Pérennisé depuis avril 2013, l’hôpital de jour a quitté le secteur de Purpan, à l’ouest de la ville, pour s’installer en bord de Garonne, au centre-ville, au plus près des patients. Saluée par la ministre des Personnes âgées et de l’Autonomie, cette structure devrait bientôt faire des émules ailleurs en France.
Et au-delà de nos frontières, qu’en est-il « Tous les pays membres de la Société mondiale de gérontologie et gériatrie (SMGG) se soucient de prévenir la dépendance », assure le responsable du Gérontopôle, qui a présidé pendant dix ans la SMGG. Une fonction qui a amené ce Toulousain pure souche, père de trois enfants, à voyager souvent. En juin dernier, à 56 ans, il a été élu à l’Académie de médecine. Récompense suprême pour un parcours de pionnier.
Pour en savoir plus : www.ensembleprevenonsladependance.fr, www.chu-toulouse.fr.
« Le travail de repérage des personnes âgées fragiles est effectué par les médecins généralistes. Mais les Idels ont un rôle à jouer : elles ne doivent pas juste se centrer sur les sujets dépendants, mais aussi intervenir en amont, dans la détection. Dans certaines situations, elles pourraient se demander si le sujet âgé ne présente pas un risque de fragilité, et l’interroger dans ce sens. Nous préparons ainsi une nouvelle échelle de repérage dans laquelle les Idels auront à donner leur impression clinique. Après l’évaluation, elles doivent être en mesure de suivre le Plan personnalisé de soins : nutrition, préconisations d’exercice physique… Une nouvelle médecine et de nouveaux soins infirmiers sont à inventer.
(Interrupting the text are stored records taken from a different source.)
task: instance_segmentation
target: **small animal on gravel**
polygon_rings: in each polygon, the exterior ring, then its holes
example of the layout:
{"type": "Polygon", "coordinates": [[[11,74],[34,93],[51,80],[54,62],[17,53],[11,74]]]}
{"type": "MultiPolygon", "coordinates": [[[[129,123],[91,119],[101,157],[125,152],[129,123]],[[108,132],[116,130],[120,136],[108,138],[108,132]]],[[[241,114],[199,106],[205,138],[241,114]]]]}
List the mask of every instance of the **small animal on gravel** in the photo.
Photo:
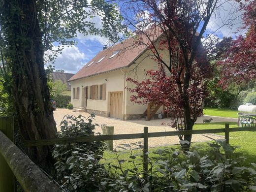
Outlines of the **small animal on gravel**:
{"type": "Polygon", "coordinates": [[[212,118],[210,119],[204,119],[203,122],[203,123],[210,123],[212,120],[213,120],[213,119],[212,118]]]}

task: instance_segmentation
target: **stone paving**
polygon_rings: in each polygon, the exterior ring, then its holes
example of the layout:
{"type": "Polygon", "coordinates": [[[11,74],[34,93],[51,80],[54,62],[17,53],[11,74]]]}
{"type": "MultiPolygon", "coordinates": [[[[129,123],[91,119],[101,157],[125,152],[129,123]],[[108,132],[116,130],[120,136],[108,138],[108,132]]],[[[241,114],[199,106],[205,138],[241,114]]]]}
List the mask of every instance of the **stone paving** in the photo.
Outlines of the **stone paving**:
{"type": "MultiPolygon", "coordinates": [[[[60,124],[65,115],[73,115],[76,116],[81,114],[85,117],[89,117],[90,114],[85,112],[73,112],[71,110],[66,109],[57,109],[54,111],[54,118],[56,122],[58,130],[60,130],[60,124]]],[[[213,118],[211,123],[223,122],[237,122],[235,118],[227,118],[217,117],[204,116],[198,118],[196,123],[203,123],[204,119],[213,118]]],[[[174,131],[175,129],[168,126],[164,126],[162,123],[167,124],[170,122],[169,119],[153,119],[151,121],[146,121],[145,119],[123,121],[119,119],[96,116],[95,123],[99,125],[106,124],[108,126],[114,127],[114,134],[138,133],[143,132],[143,127],[149,127],[149,132],[174,131]]],[[[221,128],[216,127],[216,128],[221,128]]],[[[100,127],[97,127],[96,132],[102,133],[100,127]]],[[[210,140],[208,137],[215,139],[223,139],[224,136],[214,134],[204,134],[194,135],[192,138],[192,142],[201,142],[210,140]]],[[[126,143],[133,143],[137,141],[143,141],[142,139],[127,139],[114,141],[114,147],[126,143]]],[[[164,146],[179,143],[179,139],[177,136],[154,137],[149,138],[149,147],[153,147],[160,146],[164,146]]]]}

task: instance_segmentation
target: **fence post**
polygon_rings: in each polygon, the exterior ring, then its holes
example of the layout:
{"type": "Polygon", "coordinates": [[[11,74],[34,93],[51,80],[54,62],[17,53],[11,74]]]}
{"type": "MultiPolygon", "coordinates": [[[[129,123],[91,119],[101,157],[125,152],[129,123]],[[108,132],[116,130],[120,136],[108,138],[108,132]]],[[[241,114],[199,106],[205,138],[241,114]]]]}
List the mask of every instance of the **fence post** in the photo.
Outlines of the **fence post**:
{"type": "Polygon", "coordinates": [[[143,171],[144,171],[144,179],[145,181],[147,180],[148,178],[148,133],[149,128],[147,127],[144,127],[144,142],[143,142],[143,171]]]}
{"type": "MultiPolygon", "coordinates": [[[[113,135],[114,134],[114,126],[106,126],[105,125],[101,125],[101,129],[102,129],[102,133],[103,135],[113,135]]],[[[113,140],[106,141],[106,143],[108,146],[108,148],[110,151],[113,151],[113,140]]]]}
{"type": "Polygon", "coordinates": [[[225,124],[225,139],[226,143],[229,143],[229,124],[225,124]]]}
{"type": "MultiPolygon", "coordinates": [[[[14,123],[13,117],[0,117],[0,130],[11,141],[14,140],[14,123]]],[[[0,153],[0,192],[15,191],[15,177],[0,153]]]]}

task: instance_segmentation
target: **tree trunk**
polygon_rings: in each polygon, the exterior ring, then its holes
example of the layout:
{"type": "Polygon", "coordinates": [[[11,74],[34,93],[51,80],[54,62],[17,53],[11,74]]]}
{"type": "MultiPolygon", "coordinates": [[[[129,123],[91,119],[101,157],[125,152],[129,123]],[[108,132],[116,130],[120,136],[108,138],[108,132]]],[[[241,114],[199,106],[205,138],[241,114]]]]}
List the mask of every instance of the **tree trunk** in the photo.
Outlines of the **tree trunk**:
{"type": "MultiPolygon", "coordinates": [[[[1,1],[0,0],[0,1],[1,1]]],[[[3,0],[1,11],[8,58],[12,70],[15,105],[24,139],[54,138],[57,128],[44,67],[44,48],[35,1],[3,0]]],[[[53,165],[51,146],[27,149],[46,171],[53,165]]]]}
{"type": "MultiPolygon", "coordinates": [[[[183,109],[184,112],[185,130],[192,130],[194,122],[191,119],[189,97],[188,89],[190,86],[190,76],[189,72],[185,72],[184,74],[184,82],[183,85],[183,109]]],[[[189,151],[192,135],[184,135],[184,141],[189,141],[189,143],[185,143],[181,145],[183,151],[189,151]]]]}

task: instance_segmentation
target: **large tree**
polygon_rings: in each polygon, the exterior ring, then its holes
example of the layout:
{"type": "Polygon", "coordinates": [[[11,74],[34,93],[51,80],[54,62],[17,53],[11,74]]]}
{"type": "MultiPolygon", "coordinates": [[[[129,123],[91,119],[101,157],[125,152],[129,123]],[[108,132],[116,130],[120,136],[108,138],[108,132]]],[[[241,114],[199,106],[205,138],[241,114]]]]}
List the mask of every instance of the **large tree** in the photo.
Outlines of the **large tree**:
{"type": "MultiPolygon", "coordinates": [[[[150,57],[159,65],[158,70],[147,72],[150,78],[142,82],[128,79],[136,85],[129,89],[136,94],[131,100],[164,104],[178,130],[192,130],[202,112],[203,77],[209,69],[201,39],[212,15],[222,3],[219,0],[124,2],[125,21],[139,35],[135,36],[136,42],[152,51],[150,57]],[[164,59],[163,51],[168,59],[164,59]]],[[[192,135],[180,138],[189,141],[184,143],[185,148],[190,147],[192,135]]]]}
{"type": "MultiPolygon", "coordinates": [[[[121,30],[118,9],[114,4],[98,0],[0,0],[0,4],[2,64],[11,70],[21,137],[26,140],[54,138],[57,129],[44,52],[54,42],[59,45],[58,51],[63,45],[74,44],[78,32],[116,40],[121,30]],[[95,27],[95,17],[101,18],[100,28],[95,27]]],[[[53,56],[54,54],[50,58],[53,56]]],[[[32,160],[49,169],[51,150],[51,146],[30,148],[27,152],[32,160]]]]}

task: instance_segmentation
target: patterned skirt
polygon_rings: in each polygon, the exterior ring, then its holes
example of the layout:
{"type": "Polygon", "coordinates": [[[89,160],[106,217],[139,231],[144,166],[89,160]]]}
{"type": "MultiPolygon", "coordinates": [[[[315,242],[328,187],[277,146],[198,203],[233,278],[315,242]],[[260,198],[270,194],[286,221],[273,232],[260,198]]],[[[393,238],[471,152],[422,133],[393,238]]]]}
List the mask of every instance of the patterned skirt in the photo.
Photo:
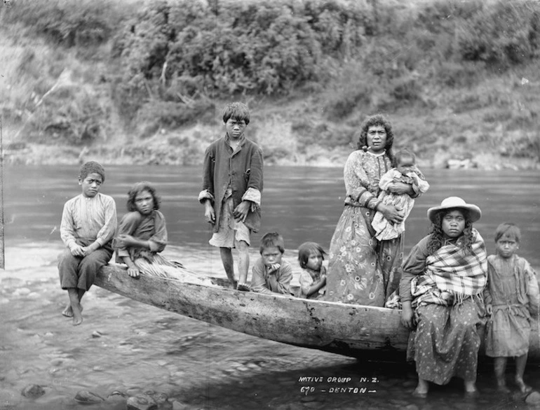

Ce qui suppose des formations, de nouvelles missions et, peut-être, de nouveaux actes de nomenclature. »
L’hôpital de jour accueille les personnes de 65 ans que leur médecin généraliste a identifiées comme “fragiles”. Sur une journée, les capacités physiques et mémorielles, les éventuels troubles visuels et auditifs, l’alimentation et l’autonomie sont passés au crible par une équipe pluridisciplinaire. Les soignants se réunissent ensuite pour proposer un PPS sous la forme de deux à trois recommandations pragmatiques et réalisables au quotidien, pour préserver les capacités d’autonomie (conseils nutritionnels, d’exercices d’éducation physique ou de mobilisation). L’équipe étudie les aides sociales à mettre éventuellement en place. Si une pathologie sous-jacente est décelée, le sujet âgé est orienté vers un spécialiste. Dans les quinze jours qui suivent son passage à l’hôpital, il est invité à consulter son médecin traitant. Informé des résultats de l’évaluation par l’hôpital de jour, celui-ci coordonne le suivi du PPS.